To check if two queen are on the same diagonal we use the expression
`abs (Y1 - Y2) == abs (X1 - X2))`

## Runtime analysis

As we will soon see, the algorithm runs in \(O(n! \cdot n^2)\), instead of \(O(n^n)\) with the brute-force solution. For example, for \(n=8\) we only need ~40‘000 steps instead of the ~17 million. Why is this solution so much faster than the systematic testing with brute force? Backtracking has the following two advantages:

**Incremental structure**: The possibilities are not constructed out of thin air, but instead are a minimal modification of the previous version. These modifications can also be reversed quickly if we run into a dead end.**Pruning**: Entire classes of invalid positions can be omitted. In our example, for example we skip all possibilities in one step where both queens are on the first line in the first two columns.

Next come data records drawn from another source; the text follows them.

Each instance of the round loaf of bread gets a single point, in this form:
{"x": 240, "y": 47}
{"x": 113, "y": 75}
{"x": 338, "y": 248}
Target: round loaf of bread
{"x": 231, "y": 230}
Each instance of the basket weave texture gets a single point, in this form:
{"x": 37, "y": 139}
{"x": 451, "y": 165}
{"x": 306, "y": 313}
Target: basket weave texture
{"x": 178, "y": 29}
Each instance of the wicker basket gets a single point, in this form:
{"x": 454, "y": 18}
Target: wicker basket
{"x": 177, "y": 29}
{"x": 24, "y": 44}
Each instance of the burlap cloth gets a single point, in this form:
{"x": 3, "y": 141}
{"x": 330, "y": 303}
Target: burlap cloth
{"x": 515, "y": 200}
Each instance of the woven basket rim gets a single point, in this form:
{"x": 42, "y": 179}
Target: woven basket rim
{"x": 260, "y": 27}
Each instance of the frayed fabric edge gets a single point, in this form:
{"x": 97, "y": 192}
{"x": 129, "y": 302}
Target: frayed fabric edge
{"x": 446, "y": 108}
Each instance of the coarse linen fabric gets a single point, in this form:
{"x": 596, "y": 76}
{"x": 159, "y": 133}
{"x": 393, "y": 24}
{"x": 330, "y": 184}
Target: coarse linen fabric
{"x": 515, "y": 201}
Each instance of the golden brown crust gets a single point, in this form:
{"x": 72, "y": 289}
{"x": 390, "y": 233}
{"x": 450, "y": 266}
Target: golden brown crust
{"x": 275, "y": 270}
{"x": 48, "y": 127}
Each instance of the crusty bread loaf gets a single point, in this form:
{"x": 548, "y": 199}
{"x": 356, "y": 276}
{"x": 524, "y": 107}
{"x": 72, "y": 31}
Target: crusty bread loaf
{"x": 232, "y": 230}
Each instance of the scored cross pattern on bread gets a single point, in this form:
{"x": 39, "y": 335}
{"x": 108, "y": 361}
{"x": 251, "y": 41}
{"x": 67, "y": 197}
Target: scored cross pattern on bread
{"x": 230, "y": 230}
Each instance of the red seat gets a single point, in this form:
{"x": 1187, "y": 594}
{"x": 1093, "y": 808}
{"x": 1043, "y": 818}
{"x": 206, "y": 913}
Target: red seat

To calculate the running time we proceed as follows. The queen in the first column can be placed on \(n\) lines. For the queen in the second column we now only have \(n-1\) possibilities, after all she can’t be on the same line as the first lady. So there are \(n \cdot (n-1)\) possibilities to place the first two queens. For the third queen there are \(n-2\) possibilities because now already 2 lines are assigned when we place the third queen. We do this for all \(n\) queens and we get \(n \cdot (n-1) \cdot (n-2)\cdots 2 \cdot 1 = n!\) possibilities. For every possibility we need \(O (n^2)\) to find out if two queens are threatening each other. The runtime of the algorithm is thus \(O(n! \cdot n^2)\).